Varied progression routes
Innovation is also visible in the expansion of more varied progression routes. Ireland’s evolving tertiary landscape increasingly values access, transfer and progression between further and higher education, helping learners move through the National Framework of Qualifications in ways that are more transparent and achievable. This is especially important for learners who do not follow traditional school-to-college routes. Apprenticeships, work-based learning and shorter, skills-focused opportunities can provide practical alternatives that align learning with employment and regional development needs.
In this respect, the National FET Strategy 2026-2030 is particularly significant: it highlights the need to accelerate progress on progression pathways, embed universal design and strengthen collaboration across the education system so that learners can move more easily between community education, FET, higher education and employment.
Expanding access and inclusion is not a single initiative, but a long-term commitment to building a learning system that is flexible, welcoming and fair
Real inclusion requires reshaping learning environments
Inclusion, however, is not simply about opening the door; it requires institutions to reshape learning environments so that belonging, participation and success are built into the system itself.

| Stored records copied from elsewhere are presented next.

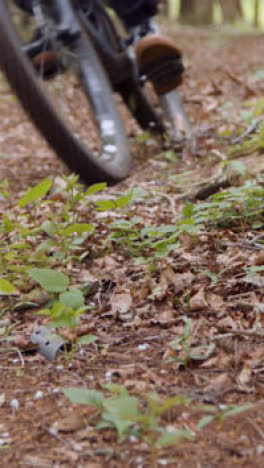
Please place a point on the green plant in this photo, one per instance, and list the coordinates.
(129, 416)
(183, 345)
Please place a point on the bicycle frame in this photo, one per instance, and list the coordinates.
(120, 67)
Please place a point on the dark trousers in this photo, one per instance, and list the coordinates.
(132, 12)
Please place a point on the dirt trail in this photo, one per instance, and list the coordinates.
(221, 85)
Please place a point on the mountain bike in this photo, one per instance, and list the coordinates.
(75, 105)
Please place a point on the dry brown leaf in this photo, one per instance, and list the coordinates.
(198, 301)
(121, 303)
(71, 423)
(244, 377)
(259, 258)
(218, 383)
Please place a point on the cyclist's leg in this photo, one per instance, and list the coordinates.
(154, 51)
(25, 5)
(135, 12)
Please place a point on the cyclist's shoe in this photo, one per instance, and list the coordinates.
(160, 61)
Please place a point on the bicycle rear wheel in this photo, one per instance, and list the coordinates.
(113, 162)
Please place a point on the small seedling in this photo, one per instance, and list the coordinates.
(188, 353)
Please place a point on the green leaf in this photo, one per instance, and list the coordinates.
(95, 188)
(105, 205)
(6, 287)
(73, 298)
(83, 396)
(35, 193)
(51, 280)
(87, 339)
(79, 228)
(124, 407)
(172, 438)
(49, 227)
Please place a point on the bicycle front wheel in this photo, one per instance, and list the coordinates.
(109, 158)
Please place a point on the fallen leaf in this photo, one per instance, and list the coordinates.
(198, 301)
(71, 423)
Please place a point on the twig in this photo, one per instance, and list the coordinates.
(252, 333)
(252, 128)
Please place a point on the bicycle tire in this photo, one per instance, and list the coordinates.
(130, 89)
(21, 76)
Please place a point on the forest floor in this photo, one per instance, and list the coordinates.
(175, 296)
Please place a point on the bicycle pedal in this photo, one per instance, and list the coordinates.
(165, 75)
(159, 61)
(47, 64)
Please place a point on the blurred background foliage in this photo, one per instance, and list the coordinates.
(207, 12)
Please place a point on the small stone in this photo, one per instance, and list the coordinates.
(38, 395)
(143, 347)
(14, 404)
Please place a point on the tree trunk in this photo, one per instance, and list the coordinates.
(256, 13)
(197, 11)
(231, 10)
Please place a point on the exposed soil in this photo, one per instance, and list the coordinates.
(135, 315)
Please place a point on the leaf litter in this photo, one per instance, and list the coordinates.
(169, 313)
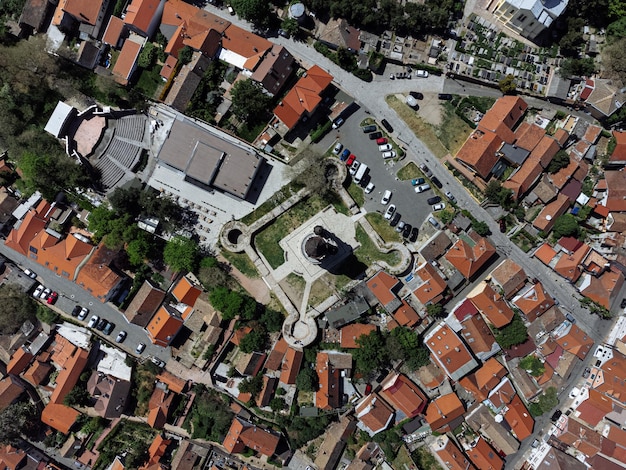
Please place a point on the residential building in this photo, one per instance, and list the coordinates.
(449, 352)
(528, 18)
(373, 413)
(406, 397)
(470, 255)
(491, 305)
(443, 411)
(243, 434)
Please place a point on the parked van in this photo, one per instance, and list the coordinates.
(360, 173)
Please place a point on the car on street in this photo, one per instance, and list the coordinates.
(389, 212)
(108, 328)
(52, 298)
(407, 230)
(30, 274)
(386, 125)
(38, 291)
(84, 311)
(386, 197)
(395, 220)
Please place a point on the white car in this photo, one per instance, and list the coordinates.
(386, 198)
(389, 212)
(38, 291)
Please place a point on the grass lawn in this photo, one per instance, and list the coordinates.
(386, 231)
(423, 129)
(267, 240)
(409, 171)
(368, 252)
(356, 192)
(242, 262)
(453, 131)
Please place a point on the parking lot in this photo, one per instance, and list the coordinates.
(413, 207)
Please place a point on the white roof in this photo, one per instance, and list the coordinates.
(59, 117)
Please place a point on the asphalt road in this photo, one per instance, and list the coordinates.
(71, 294)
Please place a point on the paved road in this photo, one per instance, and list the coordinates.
(71, 294)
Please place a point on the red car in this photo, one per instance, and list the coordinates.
(52, 298)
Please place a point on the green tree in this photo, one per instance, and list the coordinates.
(507, 85)
(307, 380)
(17, 308)
(250, 103)
(181, 254)
(512, 334)
(565, 225)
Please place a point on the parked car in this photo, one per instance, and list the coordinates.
(389, 212)
(386, 125)
(38, 290)
(52, 298)
(83, 313)
(386, 197)
(121, 336)
(30, 274)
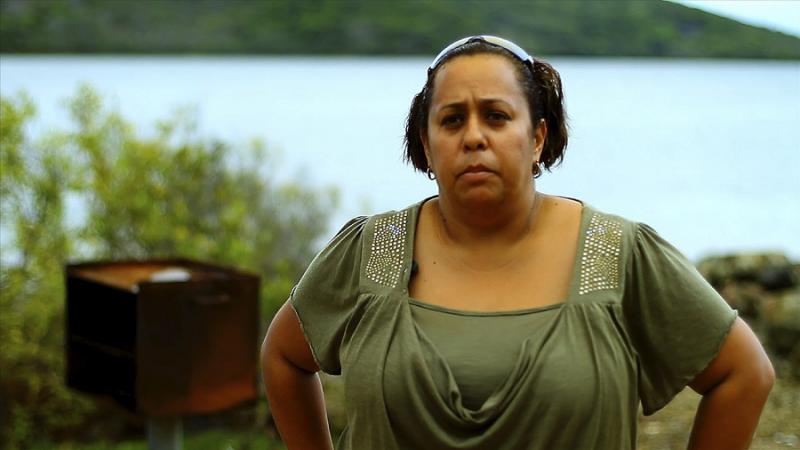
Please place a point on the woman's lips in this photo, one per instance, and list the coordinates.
(476, 172)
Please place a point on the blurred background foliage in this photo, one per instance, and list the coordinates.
(572, 27)
(171, 194)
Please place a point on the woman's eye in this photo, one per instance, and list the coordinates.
(451, 120)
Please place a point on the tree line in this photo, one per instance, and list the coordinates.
(328, 27)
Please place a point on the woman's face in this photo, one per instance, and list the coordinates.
(480, 142)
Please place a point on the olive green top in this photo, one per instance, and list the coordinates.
(480, 348)
(638, 324)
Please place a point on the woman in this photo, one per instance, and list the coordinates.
(494, 316)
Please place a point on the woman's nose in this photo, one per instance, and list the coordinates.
(474, 136)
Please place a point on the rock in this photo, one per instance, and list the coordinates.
(765, 289)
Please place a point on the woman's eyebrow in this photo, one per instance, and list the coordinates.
(481, 102)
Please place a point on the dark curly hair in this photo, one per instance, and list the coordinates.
(542, 87)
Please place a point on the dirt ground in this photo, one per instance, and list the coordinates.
(779, 427)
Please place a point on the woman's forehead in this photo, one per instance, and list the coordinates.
(482, 75)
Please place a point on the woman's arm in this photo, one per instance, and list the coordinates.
(734, 387)
(293, 387)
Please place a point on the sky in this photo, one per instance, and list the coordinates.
(780, 15)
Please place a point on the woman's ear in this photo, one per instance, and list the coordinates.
(423, 137)
(539, 137)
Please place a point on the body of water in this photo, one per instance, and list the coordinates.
(707, 152)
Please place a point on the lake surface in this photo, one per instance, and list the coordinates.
(707, 152)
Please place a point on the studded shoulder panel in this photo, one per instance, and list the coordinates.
(600, 259)
(387, 252)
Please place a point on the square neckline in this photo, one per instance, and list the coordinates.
(412, 224)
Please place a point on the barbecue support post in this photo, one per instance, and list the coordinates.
(164, 433)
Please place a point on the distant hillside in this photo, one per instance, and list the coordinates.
(572, 27)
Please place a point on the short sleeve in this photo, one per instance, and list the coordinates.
(676, 321)
(326, 294)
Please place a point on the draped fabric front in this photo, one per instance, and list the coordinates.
(638, 324)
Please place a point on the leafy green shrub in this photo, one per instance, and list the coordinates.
(170, 195)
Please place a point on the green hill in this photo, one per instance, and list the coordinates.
(589, 27)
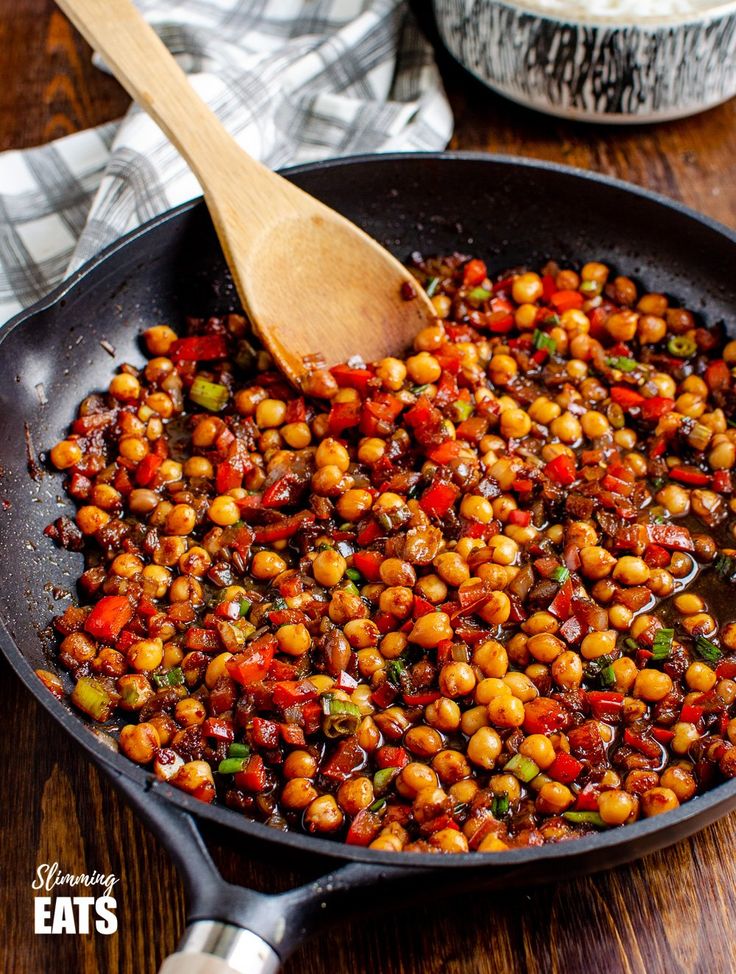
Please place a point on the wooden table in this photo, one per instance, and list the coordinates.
(672, 912)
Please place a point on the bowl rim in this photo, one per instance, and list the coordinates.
(650, 23)
(625, 844)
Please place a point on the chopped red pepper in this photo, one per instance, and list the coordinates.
(147, 469)
(606, 705)
(562, 470)
(625, 397)
(392, 757)
(364, 828)
(438, 499)
(349, 378)
(690, 476)
(565, 768)
(656, 407)
(200, 348)
(343, 415)
(253, 777)
(474, 273)
(286, 528)
(368, 563)
(563, 301)
(544, 715)
(108, 617)
(253, 663)
(289, 692)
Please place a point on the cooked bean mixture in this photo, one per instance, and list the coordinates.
(474, 599)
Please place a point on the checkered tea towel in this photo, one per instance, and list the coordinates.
(292, 80)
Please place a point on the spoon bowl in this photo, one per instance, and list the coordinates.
(317, 289)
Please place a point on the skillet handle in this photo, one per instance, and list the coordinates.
(211, 947)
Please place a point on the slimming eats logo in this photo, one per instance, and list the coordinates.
(74, 914)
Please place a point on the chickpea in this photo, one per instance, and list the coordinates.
(539, 748)
(355, 794)
(527, 288)
(699, 676)
(66, 454)
(545, 647)
(443, 714)
(491, 658)
(630, 570)
(299, 793)
(658, 800)
(456, 679)
(190, 711)
(139, 742)
(679, 780)
(329, 567)
(431, 629)
(506, 711)
(502, 369)
(223, 510)
(554, 798)
(423, 741)
(146, 655)
(354, 504)
(392, 371)
(652, 685)
(451, 767)
(597, 644)
(423, 368)
(615, 806)
(596, 562)
(484, 747)
(413, 778)
(452, 568)
(266, 565)
(567, 670)
(270, 413)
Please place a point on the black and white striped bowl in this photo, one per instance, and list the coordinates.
(598, 70)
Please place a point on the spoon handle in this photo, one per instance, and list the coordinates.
(145, 68)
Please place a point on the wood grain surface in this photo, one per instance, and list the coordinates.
(671, 913)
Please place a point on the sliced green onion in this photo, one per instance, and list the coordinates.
(586, 818)
(232, 765)
(500, 805)
(172, 678)
(543, 341)
(707, 650)
(431, 286)
(382, 779)
(479, 294)
(607, 676)
(341, 716)
(237, 750)
(522, 767)
(725, 566)
(92, 698)
(622, 363)
(463, 409)
(682, 346)
(395, 669)
(209, 395)
(662, 644)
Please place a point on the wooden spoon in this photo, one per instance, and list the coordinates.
(316, 288)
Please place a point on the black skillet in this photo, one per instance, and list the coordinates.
(511, 212)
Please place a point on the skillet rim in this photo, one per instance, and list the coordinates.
(636, 839)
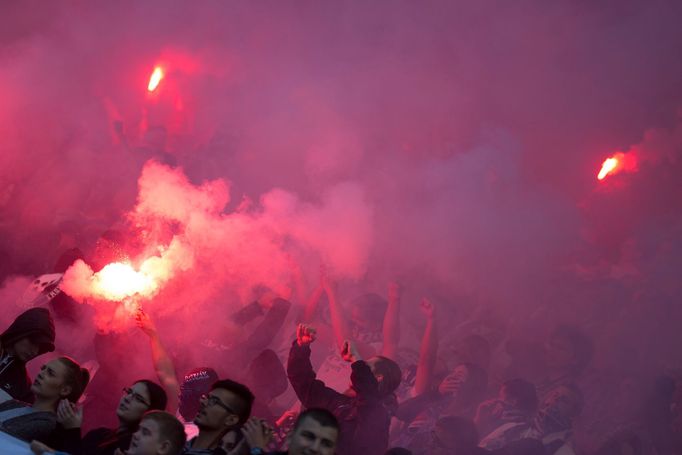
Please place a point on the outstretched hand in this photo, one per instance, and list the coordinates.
(427, 308)
(305, 335)
(349, 352)
(69, 415)
(145, 323)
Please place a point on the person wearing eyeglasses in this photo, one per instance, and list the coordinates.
(142, 396)
(221, 411)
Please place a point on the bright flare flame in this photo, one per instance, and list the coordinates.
(155, 79)
(608, 167)
(117, 281)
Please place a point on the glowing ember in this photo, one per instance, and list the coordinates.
(616, 163)
(608, 167)
(117, 280)
(155, 79)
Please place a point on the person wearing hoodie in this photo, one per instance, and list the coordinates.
(364, 411)
(30, 335)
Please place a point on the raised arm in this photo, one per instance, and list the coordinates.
(339, 322)
(391, 327)
(311, 304)
(163, 365)
(310, 391)
(428, 350)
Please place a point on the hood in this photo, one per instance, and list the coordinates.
(35, 323)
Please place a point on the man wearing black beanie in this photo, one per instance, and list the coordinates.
(30, 335)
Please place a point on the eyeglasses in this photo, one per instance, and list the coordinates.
(212, 400)
(136, 396)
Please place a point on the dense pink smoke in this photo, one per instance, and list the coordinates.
(452, 146)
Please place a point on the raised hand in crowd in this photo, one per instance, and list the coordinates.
(305, 335)
(349, 352)
(69, 415)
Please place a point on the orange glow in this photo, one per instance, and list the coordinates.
(618, 162)
(155, 79)
(608, 167)
(118, 281)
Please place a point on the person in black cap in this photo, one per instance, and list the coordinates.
(30, 335)
(142, 396)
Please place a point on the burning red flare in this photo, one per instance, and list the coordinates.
(118, 281)
(616, 163)
(155, 79)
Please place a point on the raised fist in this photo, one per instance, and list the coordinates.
(427, 308)
(305, 335)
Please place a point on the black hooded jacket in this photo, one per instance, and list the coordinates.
(36, 324)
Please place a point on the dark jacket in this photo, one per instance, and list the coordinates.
(38, 425)
(100, 441)
(37, 324)
(364, 419)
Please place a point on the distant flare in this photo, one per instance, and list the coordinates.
(609, 166)
(616, 163)
(155, 79)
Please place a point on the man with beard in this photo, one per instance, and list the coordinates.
(315, 433)
(364, 410)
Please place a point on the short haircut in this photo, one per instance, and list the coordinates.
(157, 396)
(170, 429)
(319, 415)
(392, 376)
(523, 392)
(245, 402)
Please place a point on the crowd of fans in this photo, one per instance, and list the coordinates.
(366, 395)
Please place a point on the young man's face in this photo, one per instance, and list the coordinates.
(25, 349)
(147, 440)
(311, 438)
(217, 410)
(134, 403)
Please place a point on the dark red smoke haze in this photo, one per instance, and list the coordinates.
(453, 146)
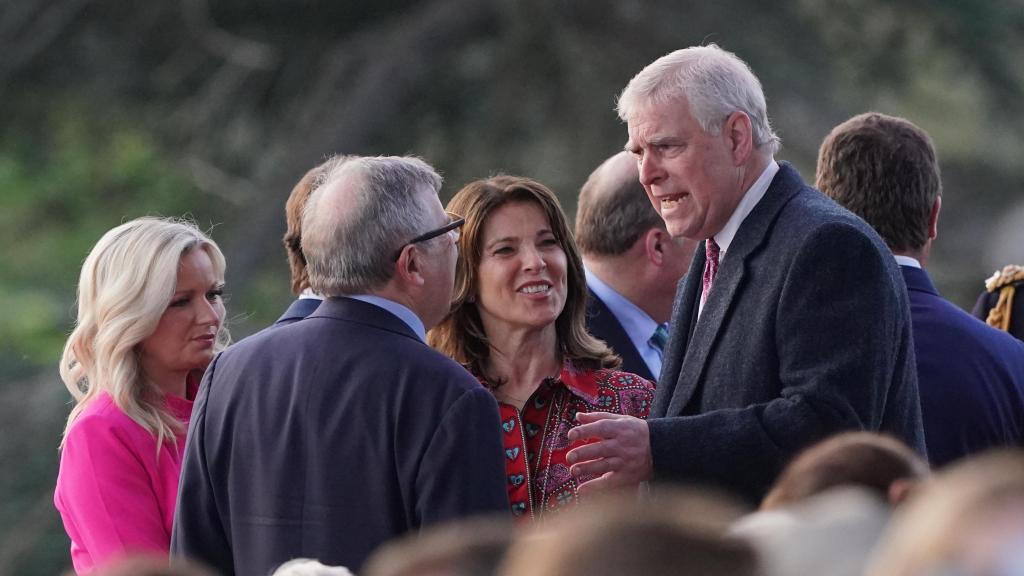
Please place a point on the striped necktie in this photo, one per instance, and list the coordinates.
(711, 266)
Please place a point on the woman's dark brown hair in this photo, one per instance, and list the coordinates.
(461, 334)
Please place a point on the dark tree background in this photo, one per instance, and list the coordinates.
(114, 109)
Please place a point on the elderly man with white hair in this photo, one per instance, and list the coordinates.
(330, 436)
(793, 322)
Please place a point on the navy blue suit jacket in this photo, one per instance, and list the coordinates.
(806, 332)
(602, 324)
(971, 376)
(329, 437)
(298, 310)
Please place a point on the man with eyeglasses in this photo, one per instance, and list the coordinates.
(328, 437)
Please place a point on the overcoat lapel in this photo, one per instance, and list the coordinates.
(691, 348)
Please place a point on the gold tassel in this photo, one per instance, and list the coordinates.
(1004, 281)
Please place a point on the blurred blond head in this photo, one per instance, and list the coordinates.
(969, 521)
(670, 534)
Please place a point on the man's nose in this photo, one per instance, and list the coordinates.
(650, 169)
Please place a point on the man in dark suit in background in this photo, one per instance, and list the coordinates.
(306, 299)
(328, 437)
(971, 375)
(632, 264)
(792, 323)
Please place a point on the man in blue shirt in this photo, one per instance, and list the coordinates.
(632, 264)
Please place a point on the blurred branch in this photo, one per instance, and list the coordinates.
(32, 32)
(232, 48)
(363, 84)
(215, 181)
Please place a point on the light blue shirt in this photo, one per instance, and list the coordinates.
(906, 261)
(403, 314)
(638, 326)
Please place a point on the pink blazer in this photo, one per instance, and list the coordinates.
(116, 492)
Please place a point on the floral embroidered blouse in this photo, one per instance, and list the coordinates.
(536, 439)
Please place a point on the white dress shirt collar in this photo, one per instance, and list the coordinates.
(906, 261)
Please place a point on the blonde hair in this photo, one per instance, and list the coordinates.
(126, 284)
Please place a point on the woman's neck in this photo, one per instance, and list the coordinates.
(170, 383)
(521, 361)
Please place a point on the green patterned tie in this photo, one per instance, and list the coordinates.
(659, 336)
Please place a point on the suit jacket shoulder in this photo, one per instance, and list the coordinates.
(971, 376)
(806, 332)
(368, 430)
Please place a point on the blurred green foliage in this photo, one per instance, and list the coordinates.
(66, 177)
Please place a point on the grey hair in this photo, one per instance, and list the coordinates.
(714, 82)
(364, 209)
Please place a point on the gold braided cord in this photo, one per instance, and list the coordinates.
(1004, 281)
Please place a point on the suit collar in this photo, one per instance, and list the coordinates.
(916, 280)
(298, 310)
(359, 312)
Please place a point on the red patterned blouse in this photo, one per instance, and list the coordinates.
(536, 439)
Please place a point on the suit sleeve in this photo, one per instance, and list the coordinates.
(465, 452)
(840, 332)
(199, 532)
(105, 492)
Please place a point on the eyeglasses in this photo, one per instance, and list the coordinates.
(453, 227)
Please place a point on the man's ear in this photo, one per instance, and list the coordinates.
(409, 269)
(740, 136)
(933, 218)
(654, 245)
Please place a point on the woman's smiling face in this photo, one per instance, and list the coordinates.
(521, 275)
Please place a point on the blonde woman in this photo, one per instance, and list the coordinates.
(150, 321)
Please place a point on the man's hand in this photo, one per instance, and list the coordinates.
(619, 454)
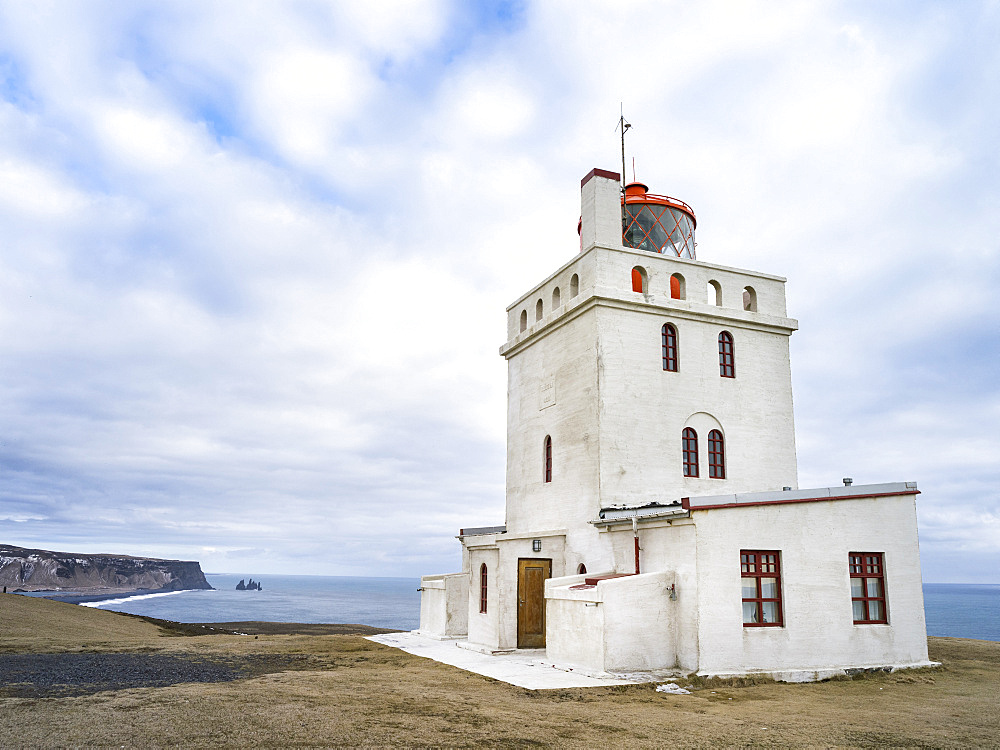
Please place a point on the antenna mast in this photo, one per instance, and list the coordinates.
(623, 125)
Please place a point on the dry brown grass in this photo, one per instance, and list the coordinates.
(346, 691)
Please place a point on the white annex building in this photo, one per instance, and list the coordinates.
(654, 520)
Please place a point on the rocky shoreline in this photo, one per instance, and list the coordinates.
(86, 596)
(31, 570)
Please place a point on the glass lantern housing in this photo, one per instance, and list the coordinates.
(657, 223)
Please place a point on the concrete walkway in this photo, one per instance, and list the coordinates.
(521, 668)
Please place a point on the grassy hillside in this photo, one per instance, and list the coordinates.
(30, 623)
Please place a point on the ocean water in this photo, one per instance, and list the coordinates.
(955, 610)
(963, 610)
(380, 602)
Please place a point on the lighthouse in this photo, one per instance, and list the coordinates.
(653, 515)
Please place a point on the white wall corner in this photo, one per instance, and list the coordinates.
(600, 209)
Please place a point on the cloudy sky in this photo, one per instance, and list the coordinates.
(254, 256)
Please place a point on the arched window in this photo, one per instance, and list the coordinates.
(677, 290)
(716, 455)
(714, 293)
(668, 334)
(727, 358)
(689, 449)
(639, 279)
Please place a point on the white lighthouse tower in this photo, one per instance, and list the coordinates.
(653, 516)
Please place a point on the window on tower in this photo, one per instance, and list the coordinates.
(668, 334)
(727, 359)
(639, 279)
(714, 293)
(716, 455)
(689, 452)
(677, 290)
(482, 588)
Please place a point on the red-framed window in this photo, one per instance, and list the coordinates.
(727, 359)
(638, 280)
(716, 455)
(689, 452)
(868, 587)
(668, 334)
(760, 573)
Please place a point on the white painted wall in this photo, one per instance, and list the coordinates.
(814, 539)
(621, 625)
(444, 605)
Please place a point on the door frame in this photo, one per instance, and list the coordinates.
(530, 640)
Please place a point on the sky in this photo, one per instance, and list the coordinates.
(255, 256)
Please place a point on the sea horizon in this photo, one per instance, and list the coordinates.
(955, 610)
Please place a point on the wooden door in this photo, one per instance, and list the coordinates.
(531, 575)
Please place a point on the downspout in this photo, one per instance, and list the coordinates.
(635, 533)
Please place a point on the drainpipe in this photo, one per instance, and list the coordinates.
(635, 532)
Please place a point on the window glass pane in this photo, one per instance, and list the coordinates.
(859, 611)
(876, 610)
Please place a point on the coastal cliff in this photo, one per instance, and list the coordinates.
(41, 570)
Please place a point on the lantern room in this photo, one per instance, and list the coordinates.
(657, 223)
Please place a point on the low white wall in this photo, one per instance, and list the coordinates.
(622, 625)
(444, 607)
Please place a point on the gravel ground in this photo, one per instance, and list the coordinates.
(58, 675)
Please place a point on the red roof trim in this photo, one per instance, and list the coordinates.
(797, 500)
(595, 172)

In Ireland, this can be seen in the growing policy focus on Universal Design for Learning, targeted supports for students with disabilities and more flexible service models across tertiary education.
National access measures are increasingly directed towards ensuring that students with disabilities, including students with intellectual disabilities, can participate in high-quality learning with appropriate supports and progression options. This marks an important shift away from seeing inclusion as an individual issue and towards seeing it as a responsibility of the system. When curriculum, assessment, digital platforms and learner services are designed inclusively from the outset, more learners can participate successfully.
For Ireland, the challenge now is to scale what works. That means sustaining investment in community education, strengthening local and regional pathways through ETBs and higher education partnerships, improving guidance at transition points and ensuring policy commitments translate into everyday learner experience. It also means listening carefully to learners whose voices are often the least heard.
Expanding access and inclusion is not a single initiative, but a long-term commitment to building a learning system that is flexible, welcoming and fair. If Ireland continues to invest in innovative pathways that combine quality, responsiveness and equity, it has the opportunity not merely to widen participation, but to shape an educational culture in which learning is recognised as a shared public good, a cornerstone of the social contract and a foundation for both individual fulfilment and collective flourishing.